9/10
Will you look beyond the wall?
14 February 2024
There exists a series of clips of Adolf Hitler that, to a lot of people, is actually a lot harder to stomach than his enraged speeches and hateful bellows followed by thundering cheers. They show him during his downtime, playing with his kids and charming Eva Braun, acting not altogether unpleasant. As nauseating as the more well-known footage of him may be, there is something singularly disturbing -- even horrifying -- about the reminder that, yes, this monster was in fact human.

The Zone of Interest, in a way, does for Holocaust films what that haunting clip does for WW2 footage. There are untold movies about this point in history that are horrific to watch; yet, they are movies we can accept. There is a disconnect between us and the ferocious, clearly evil Nazis. This movie, though it depicts next to no actual barbarity, may go down as the most harrowing of them all.

Like Klondike, it is a war film whose horror comes not from images of violence, but from the casual way that violence is treated by those at the center of war, only this time, it is not from the vantage point of traumatized innocents. As Jeff Zhang's review points out, this is not the sort of Holocaust film that puts the atrocities of Nazi Germany in the preferred blunt terms: "Its acts of evil -- oozing on the periphery of domestic rigamarole -- are designed to needle and splinter in the brain rather than suck the air out of the room: ashes of the dead in the river as nuisance, installing Auschwitz ovens like they're dishwashers, gunshots and wails of anguish heard but not seen..."

More precisely, the movie follows a German man as he simply, well, spends time with his loving family at their lovely home -- which, as it happens, is situated right by the walls of one of the deadliest concentration camps of The Third Reich, whose death and suffering are acknowledged only when they "intrude" on the family's peace. The man is Rudolf Höss, who was the Auschwitz commandant 1940-1943. One of the biggest stirs in the family is when he learns he may be promoted, possibly forcing them to move.

In a genre that often forces us to look into Hell, this movie forces us to remain blind. To be clear, that's not to say that the truth is hidden; we're painfully aware of what's being kept from us as we're put in the comfort in which people sat, and continue to sit, while watching genocide from afar. And it isn't just the audience that Glazer puts into this position:

The actors, particularly the leads Christian Fiedel and Sandra Hüller, are eerily convincing and they may have ended up eerily CONVINCED during filming. All but forced to immerse themselves in the lives of the Hösses, they sometimes weren't informed where exactly the cameras were located -- only that certain rooms in the Höss household contained cameras (sometimes they didn't even get to hear which ones). The actors go about the family's routines, presented to us in real time. This Caché-esque cinematography only strengthens the feeling that we're sitting somewhere in the house, watching; hearing what they hear; forced to ignore what they ignore.

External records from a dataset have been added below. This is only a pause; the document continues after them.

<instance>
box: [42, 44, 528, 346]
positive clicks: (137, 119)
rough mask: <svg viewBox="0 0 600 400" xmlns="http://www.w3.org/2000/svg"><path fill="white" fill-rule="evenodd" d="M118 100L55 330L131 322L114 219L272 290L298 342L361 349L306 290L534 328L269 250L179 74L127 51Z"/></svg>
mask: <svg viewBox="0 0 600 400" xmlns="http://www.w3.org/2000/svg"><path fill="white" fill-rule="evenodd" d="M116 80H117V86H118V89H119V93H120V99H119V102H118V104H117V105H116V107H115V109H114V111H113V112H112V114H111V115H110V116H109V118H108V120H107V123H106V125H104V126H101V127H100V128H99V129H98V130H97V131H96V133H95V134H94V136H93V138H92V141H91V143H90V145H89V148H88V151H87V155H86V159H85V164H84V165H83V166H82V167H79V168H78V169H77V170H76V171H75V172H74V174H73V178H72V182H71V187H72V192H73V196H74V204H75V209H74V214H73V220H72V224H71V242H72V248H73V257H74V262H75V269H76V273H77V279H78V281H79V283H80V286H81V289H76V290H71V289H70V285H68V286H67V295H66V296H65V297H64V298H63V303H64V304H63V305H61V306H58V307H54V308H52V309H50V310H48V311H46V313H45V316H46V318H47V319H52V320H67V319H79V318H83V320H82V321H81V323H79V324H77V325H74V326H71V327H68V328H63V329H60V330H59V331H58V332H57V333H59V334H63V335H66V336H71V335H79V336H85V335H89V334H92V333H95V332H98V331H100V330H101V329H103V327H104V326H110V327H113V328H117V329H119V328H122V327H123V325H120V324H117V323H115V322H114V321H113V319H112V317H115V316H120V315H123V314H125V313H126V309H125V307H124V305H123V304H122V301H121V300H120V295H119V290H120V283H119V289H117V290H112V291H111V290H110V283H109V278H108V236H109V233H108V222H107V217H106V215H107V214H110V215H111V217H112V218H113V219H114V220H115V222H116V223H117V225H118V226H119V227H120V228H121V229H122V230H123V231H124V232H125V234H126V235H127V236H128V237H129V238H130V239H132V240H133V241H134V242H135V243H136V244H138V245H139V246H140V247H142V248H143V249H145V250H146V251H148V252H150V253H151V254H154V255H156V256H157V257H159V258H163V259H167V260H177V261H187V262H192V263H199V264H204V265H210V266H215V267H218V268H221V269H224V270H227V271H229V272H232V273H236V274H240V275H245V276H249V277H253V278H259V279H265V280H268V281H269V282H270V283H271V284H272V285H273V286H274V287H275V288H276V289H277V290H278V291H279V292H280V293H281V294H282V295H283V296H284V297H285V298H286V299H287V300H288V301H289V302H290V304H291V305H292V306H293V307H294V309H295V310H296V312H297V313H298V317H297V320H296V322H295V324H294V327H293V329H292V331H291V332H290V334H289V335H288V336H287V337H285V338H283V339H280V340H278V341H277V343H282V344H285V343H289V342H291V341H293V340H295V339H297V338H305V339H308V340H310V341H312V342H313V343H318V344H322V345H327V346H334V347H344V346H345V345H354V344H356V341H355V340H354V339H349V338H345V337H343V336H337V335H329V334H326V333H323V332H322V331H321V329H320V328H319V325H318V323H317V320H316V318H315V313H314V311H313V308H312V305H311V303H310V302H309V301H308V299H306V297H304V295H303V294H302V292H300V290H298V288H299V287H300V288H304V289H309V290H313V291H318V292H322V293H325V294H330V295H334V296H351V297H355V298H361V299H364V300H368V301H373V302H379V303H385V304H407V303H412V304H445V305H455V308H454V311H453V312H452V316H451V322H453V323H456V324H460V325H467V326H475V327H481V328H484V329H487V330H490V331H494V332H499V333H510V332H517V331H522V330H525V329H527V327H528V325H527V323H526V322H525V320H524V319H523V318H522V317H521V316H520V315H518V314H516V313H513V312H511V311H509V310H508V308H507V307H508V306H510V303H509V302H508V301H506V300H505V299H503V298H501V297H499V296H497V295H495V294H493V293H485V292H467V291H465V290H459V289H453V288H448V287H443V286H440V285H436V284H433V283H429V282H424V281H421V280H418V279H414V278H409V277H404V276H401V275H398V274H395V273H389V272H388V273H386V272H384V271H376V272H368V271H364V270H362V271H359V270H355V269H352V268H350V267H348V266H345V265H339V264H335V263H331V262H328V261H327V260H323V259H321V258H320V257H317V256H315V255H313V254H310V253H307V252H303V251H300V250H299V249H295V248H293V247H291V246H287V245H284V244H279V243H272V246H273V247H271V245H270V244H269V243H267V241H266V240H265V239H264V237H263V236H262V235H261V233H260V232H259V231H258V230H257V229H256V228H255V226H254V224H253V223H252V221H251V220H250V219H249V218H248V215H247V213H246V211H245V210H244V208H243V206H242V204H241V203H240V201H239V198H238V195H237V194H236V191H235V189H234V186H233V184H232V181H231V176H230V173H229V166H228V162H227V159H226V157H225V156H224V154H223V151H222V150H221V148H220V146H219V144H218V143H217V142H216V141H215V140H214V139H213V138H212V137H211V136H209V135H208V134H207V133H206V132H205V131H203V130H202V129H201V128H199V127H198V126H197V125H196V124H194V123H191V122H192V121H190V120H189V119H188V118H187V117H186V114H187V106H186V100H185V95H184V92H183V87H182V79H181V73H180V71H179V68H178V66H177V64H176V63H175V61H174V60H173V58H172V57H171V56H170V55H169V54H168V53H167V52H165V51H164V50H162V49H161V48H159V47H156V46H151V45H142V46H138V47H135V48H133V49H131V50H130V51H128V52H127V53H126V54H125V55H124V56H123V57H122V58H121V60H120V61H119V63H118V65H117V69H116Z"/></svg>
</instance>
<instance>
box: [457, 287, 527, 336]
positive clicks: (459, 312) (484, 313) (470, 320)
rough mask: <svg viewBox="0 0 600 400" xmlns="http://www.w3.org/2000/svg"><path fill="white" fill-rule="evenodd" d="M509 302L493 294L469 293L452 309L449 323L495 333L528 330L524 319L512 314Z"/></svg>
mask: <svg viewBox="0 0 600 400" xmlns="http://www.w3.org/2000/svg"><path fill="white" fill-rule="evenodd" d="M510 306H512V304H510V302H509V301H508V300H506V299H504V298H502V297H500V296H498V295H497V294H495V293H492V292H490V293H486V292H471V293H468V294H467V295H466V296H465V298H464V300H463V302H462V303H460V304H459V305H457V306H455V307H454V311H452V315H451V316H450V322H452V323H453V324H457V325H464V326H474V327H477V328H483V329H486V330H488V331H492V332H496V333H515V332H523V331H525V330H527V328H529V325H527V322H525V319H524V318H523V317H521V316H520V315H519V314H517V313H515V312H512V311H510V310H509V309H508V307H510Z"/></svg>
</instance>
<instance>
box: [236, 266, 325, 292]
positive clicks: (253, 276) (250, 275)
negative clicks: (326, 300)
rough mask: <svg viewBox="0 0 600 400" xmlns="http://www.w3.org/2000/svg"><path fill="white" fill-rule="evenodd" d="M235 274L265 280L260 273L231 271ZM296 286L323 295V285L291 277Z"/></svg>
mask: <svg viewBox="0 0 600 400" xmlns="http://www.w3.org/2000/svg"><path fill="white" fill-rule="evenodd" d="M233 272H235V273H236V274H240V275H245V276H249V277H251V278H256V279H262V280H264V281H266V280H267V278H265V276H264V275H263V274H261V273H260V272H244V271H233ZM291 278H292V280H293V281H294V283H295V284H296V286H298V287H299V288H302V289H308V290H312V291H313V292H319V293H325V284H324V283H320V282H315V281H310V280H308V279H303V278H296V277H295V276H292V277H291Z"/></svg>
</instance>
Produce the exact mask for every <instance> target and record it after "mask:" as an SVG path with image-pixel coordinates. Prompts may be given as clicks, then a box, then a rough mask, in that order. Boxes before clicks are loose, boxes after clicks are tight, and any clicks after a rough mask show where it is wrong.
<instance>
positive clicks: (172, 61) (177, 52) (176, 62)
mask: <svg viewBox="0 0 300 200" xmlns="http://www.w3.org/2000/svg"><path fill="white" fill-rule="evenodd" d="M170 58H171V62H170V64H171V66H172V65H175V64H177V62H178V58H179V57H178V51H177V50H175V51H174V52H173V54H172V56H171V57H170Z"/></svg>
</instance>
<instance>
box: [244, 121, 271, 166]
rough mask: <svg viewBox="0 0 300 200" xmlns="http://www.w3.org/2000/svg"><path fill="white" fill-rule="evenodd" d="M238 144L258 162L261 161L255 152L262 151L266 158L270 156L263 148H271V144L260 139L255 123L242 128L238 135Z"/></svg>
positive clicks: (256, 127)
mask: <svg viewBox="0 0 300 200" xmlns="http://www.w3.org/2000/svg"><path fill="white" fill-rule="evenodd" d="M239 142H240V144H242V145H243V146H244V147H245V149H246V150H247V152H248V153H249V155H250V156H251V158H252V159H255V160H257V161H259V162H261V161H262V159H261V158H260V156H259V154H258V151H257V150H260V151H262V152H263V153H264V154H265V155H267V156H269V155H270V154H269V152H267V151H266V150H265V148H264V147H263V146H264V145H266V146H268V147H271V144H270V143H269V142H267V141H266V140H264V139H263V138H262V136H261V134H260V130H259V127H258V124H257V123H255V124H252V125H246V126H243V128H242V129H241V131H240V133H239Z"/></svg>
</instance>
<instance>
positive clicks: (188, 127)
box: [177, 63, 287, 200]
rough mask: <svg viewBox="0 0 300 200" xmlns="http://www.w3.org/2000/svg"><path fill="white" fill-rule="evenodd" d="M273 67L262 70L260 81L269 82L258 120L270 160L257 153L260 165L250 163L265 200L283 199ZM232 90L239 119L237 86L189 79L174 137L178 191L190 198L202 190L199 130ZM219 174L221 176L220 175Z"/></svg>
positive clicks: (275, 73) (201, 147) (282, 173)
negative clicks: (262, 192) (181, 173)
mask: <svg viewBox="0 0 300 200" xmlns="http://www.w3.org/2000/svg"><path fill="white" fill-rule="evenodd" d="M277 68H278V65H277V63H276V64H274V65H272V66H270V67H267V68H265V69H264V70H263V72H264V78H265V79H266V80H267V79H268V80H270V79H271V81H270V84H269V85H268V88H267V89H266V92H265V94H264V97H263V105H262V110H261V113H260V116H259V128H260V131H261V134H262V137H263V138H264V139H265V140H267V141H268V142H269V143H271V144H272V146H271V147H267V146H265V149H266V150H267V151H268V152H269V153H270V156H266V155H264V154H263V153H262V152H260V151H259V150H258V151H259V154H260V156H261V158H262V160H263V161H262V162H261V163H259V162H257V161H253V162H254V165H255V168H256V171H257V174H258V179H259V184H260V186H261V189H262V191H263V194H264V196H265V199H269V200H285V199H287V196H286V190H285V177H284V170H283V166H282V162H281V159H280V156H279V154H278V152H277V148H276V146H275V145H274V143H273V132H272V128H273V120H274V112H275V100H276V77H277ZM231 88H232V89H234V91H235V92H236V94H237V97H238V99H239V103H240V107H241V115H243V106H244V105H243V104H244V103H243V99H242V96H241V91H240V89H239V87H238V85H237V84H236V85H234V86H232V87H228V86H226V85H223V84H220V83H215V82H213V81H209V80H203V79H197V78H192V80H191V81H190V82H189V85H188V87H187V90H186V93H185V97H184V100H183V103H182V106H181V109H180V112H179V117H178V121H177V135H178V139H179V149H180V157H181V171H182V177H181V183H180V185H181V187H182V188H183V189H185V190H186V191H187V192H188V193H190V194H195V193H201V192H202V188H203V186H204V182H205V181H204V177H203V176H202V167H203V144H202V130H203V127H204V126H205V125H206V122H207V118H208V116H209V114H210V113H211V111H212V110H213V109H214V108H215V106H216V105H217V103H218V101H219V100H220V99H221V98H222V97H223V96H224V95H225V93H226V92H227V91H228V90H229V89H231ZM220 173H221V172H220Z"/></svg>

Basically, this is not akin to such Holocaust dramas as Schindler's List, Son of Saul, or Come and See; however, it isn't quite a film like Shoah either -- a movie that, whereas some would insist that we have a duty to "depict" Nazi violence so that it's clear to future generations this mustn't happen again, suggests that it cannot be done, and so relies solely on the words of survivors, letting our minds fill in the rest. In the words of David Ehlrich, The Zone of Interest "splits the difference between the two opposite modes of its solemn genre"; other reviews view it as a reaction to Godard and Haneke's statements re: Schindler's List, accusing Spielberg of trying to make suffering entertaining.

This is indeed a film that sticks in your brain. It leaves us horrified, not that people like the Hösses existed and still exist amongst us, but that the movie may simply be a mirror -- here we sit, in a warm building in comfortable chairs as lives are ended by the day in Palestine, Congo, Sudan, and several others that most of you probably haven't even heard of yet. There is a world of difference between being uninformed and being an SS officer of course, but complicity takes many forms and both types of person are victims of the same propaganda. Now, will you look past the wall?

By design, the movie doesn't have the sort of nightmarish visuals we may expect from Glazer; yet, there are shots of dark hallways and other pitch-black images where the darkness seems as alive and all-consuming as the liquid void from Under the Skin. (The music, by Mica Levi, during these moments was succinctly described by a YouTube commenter as "the Universe mournfully sighing".) While I recommend seeing the film in theaters -- in a setting where you can truly appreciate the sound design and purposeful imagery -- these particular sequences may work even better at home.

On certain screens, when you stare into pitch blackness, you eventually discover your own face in it.